Um passeio pelos principais centros de pesquisa do país dedicados ao reaproveitamento de resíduos na construção também dá sinais desta diversidade, explica Derval. A Universidade São Francisco, por exemplo, trabalha com resíduos de gesso e de materiais cerâmicos, agregados a blocos de vedação. A Universidade Federal de Campina Grande trabalha com a produção de blocos e placas leves de vedação com adição de diferentes materiais, entre eles a borracha resultante da indústria de calçados, resíduos de cerâmica, pó gerado no corte de granito e o rejeito do caulim – todos derivados de atividades econômicas próprias da região Nordeste. Já na UFSC, cinzas de termoelétricas, cinzas de casca de arroz e o entulho da construção e demolição estão entre as matérias-primas secundárias estudadas.

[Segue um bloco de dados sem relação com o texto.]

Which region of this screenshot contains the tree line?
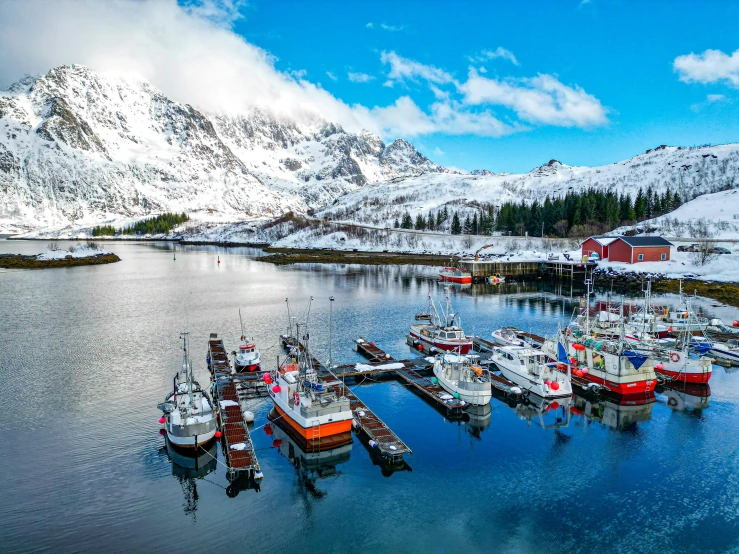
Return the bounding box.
[92,212,190,237]
[394,186,682,237]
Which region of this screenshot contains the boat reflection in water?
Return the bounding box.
[464,404,493,439]
[514,394,572,429]
[570,393,655,431]
[159,438,218,521]
[656,381,711,412]
[270,419,352,498]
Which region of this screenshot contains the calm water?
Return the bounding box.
[0,241,739,552]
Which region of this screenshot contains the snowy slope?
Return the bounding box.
[0,66,447,230]
[614,189,739,240]
[319,144,739,225]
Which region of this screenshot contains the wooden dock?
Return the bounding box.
[458,258,595,282]
[395,369,467,419]
[208,333,262,481]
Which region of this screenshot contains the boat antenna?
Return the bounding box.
[328,296,334,369]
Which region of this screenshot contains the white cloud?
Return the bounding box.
[467,46,521,65]
[0,0,605,142]
[672,50,739,87]
[460,69,607,127]
[347,71,375,83]
[365,21,407,32]
[380,52,454,84]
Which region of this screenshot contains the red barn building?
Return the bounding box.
[582,236,672,264]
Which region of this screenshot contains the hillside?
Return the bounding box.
[319,144,739,225]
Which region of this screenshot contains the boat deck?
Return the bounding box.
[208,333,260,478]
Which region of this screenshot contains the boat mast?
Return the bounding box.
[239,308,246,341]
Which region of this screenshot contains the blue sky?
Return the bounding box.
[233,0,739,172]
[0,0,739,172]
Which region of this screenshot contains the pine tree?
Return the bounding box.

Segundo os pesquisadores ouvidos pelo Portal da RTS, o trabalho de pesquisa em rede deve possibilitar um avanço nos procedimentos para avaliação de materiais e de componentes com resíduos agregados. Para isso, estão também sendo realizados estudos para aumentar a eficiência da moagem e trituração de resíduos, outro campo fundamental nos estudos de utilização na construção habitacional. “É uma nova forma de pesquisar o setor no Brasil. A integração destes conhecimentos será muito importante”, avisa Formoso.

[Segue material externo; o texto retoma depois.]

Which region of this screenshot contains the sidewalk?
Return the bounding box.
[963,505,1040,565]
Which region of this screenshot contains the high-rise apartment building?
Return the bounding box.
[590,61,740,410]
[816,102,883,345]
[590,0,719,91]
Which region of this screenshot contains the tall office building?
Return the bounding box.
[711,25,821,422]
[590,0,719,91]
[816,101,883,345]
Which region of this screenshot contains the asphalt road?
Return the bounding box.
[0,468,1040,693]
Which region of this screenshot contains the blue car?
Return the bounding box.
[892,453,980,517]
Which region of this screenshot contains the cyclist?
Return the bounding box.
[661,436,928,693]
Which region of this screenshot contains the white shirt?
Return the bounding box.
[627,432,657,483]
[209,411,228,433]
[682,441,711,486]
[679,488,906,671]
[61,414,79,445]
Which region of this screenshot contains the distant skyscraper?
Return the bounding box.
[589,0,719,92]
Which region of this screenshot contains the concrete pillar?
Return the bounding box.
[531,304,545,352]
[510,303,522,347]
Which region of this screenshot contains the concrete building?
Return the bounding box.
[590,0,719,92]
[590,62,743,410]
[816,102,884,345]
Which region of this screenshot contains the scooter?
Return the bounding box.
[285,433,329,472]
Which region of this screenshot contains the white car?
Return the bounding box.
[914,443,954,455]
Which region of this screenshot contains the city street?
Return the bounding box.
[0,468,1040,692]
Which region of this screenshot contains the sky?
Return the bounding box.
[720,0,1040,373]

De olho nesta diversidade, o grupo financiado pela Finep irá desenvolver também um sistema de referenciais tecnológicos capaz de dar resposta a essas especificidades. O lançamento está previsto para julho de 2009. “Precisamos abrir a discussão sobre os resíduos pensando sistemas on-line onde essas informações estejam disponibilizadas, o que implica traçar um mapa de resíduos potenciais considerando a questão da escala”, diz a professora Janaide Rocha, do Departamento de Engenharia Civil da UFSC. Uma das premissas para isso, explica, é a realização de rigorosas avaliações prévias de impacto ambiental com vistas a assegurar a qualidade das habitações. “Vencidos os desafios mecânicos, não podemos esquecer que pode haver algum tipo de contaminação. Por isso é importantíssimo realizar todos os testes”, pondera.

Futuro

Para a habitação popular sustentável, um novo olhar para o projeto e a construção. Segundo Formoso, é essencial um novo enfoque de análise de ciclo de vida que considere desde a forma como se extraem os materiais até sua destinação quando da demolição ou desmonte da edificação ao final de sua vida útil. Mais do que isso, diz, é imprescindível compatibilizar essa preocupação com outros enfoques sociais, econômicos e ambientais. “Num projeto habitacional não se entrega só uma casa. É preciso pensar também, na infra-estrutura urbana e nos equipamentos sociais, bem como no perfil das populações beneficiadas. A habitação tem de ser vista como um produto ampliado”, defende.

Uma das apostas da Finep para chegar lá é o Protótipo Casa Alvorada (PCA), que engloba o projeto de uma unidade habitacional e o tratamento do lote, incluindo o seu paisagismo e uma proposta de equipamentos de suporte à otimização do conforto ambiental e de gestão de resíduos, de água e de recursos energéticos. O protótipo, erguido no campus da UFRS, consiste em residências unifamiliares, com um programa de necessidades típico de uma habitação para uma família pequena, incluindo dois dormitórios, sala e cozinha conjugados, banheiro, área de serviço e área de entrada, totalizando 48,50 m2 de área construída.

Durante a pesquisa, princípios de projetos bioclimáticos orientaram a busca da interação entre a habitação, as características físico-geográficas e o clima do local. As soluções adotadas buscaram incluir orientação solar, ventilação cruzada e sombreamento da edificação. Também foram adotados princípios da permacultura, atentando para instrumentos como o paisagismo produtivo e a criação de pequenos animais, para a produção local de alimentos. Isso sem falar na instalação de coletores solares de baixo custo, para aquecimento d’água, e coletores de água da chuva, para sua utilização na edificação e na escala do sítio.

O processo de desenvolvimento do Protótipo Casa Alvorada (PCA) teve início com a análise das idéias premiadas no Concurso Internacional de Idéias de Projeto, com o apoio da Passive and Low Energy Association (PLEA), que tinha por título “Design Ideas Competition Sustainable Housing for Poor” – Concurso Internacional de Idéias de Projeto – Habitações Sustentáveis para Populações Carentes.